Diante do exposto nota-se a necessidade de elaboração de um projeto atualizado, em virtude da notável defasagem do mesmo. Desta forma a Sociedade Gaya Religare de Guarapari solicitou ao Ministério Público e ao IEMA, que este último  seja oficiado a realizar uma visita técnica no local  objeto do projeto, bem como que o responsável pelo empreendimento seja igualmente notificado a apresentar  uma Declaração de impacto ambiental ATUALIZADA.

1.Relatório de Controle Ambiental– Avaliação ambiental intermediária exigível com base em parecer técnico e/ou jurídico fundamentado, em todos os licenciamentos de empreendimentos ou atividades de qualquer porte e potencial poluidor e/ou degradador, para os quais não seja adequada a exigência de EIA/RIMA e nem suficiente à exigência de PCA

2. O EIA/RIMA: Siglas de Estudo de Impacto Ambiental e Relatório de Impacto Ambiental, são  ambos formatos de abordagem para avaliação dos impactos decorrentes de empreendimentos.
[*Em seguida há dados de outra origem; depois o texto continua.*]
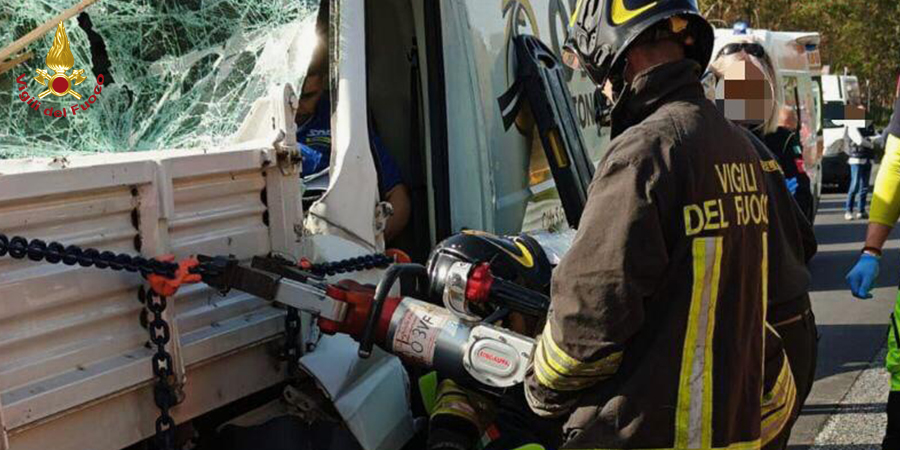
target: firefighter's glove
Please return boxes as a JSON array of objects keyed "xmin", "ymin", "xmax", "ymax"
[
  {"xmin": 847, "ymin": 252, "xmax": 880, "ymax": 299},
  {"xmin": 427, "ymin": 415, "xmax": 479, "ymax": 450},
  {"xmin": 148, "ymin": 255, "xmax": 202, "ymax": 297}
]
Nos EIA e no RIMA os impactos são divididos em diretos e indiretos e são abordados de forma a avaliar separadamente aos meios físico, biótico e antrópico.

3. O empréstimo do BID apoiará o Desenvolvimento do Turismo Nacional (Prodetur Nacional) projetado para superar estes desafios e fazer os destinos turísticos brasileiros mais competitivos e reforçar as políticas nacionais para a área através de uma governança descentralizada e cooperativa.